Skip to content

Raw server access

Direct raw-server access with no additional Nexus inference layer required is the main technical claim for LM Nexus runtime control.

When users connect directly to a llama.cpp server started by LM Nexus, inference traffic does not pass through a Nexus inference proxy. In that mode, Nexus acts as an orchestrator/manager rather than an inference middleware layer.

Terminal window
curl http://127.0.0.1:PORT/v1/chat/completions

PORT is a placeholder in public docs until a runtime-specific endpoint is shown inside the app.

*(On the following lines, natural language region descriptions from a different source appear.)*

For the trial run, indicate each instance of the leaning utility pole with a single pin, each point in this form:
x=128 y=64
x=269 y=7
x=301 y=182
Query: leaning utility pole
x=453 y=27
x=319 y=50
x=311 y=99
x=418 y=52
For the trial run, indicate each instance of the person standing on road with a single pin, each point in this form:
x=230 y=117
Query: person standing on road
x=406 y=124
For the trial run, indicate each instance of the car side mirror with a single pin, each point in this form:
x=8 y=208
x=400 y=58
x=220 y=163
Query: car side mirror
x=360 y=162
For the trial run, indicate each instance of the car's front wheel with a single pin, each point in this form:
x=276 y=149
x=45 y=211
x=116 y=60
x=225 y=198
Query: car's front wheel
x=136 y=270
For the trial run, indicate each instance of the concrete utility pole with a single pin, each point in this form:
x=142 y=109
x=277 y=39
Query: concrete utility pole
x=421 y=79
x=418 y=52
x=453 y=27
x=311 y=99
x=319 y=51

Direct raw-server access is useful when you want to:

  • inspect the exact endpoint being used;
  • connect another tool to the runtime;
  • debug provider compatibility;
  • avoid routing inference through an additional Nexus inference proxy;
  • keep LM Nexus acting as a manager/orchestrator around the server.

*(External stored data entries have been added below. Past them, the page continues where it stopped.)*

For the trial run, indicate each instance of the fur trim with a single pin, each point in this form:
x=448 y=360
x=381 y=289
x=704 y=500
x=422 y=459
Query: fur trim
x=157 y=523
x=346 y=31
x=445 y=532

The Nexus API path is for integrated workflows where LM Nexus coordinates workspace behavior.

The raw server path is for direct use of a runtime endpoint. In direct raw-server mode, the model request goes to the raw server endpoint rather than through a Nexus inference middleware layer.

Power users often care about where inference traffic goes. Direct raw endpoint visibility makes runtime behavior easier to inspect, reproduce, and integrate with existing tools.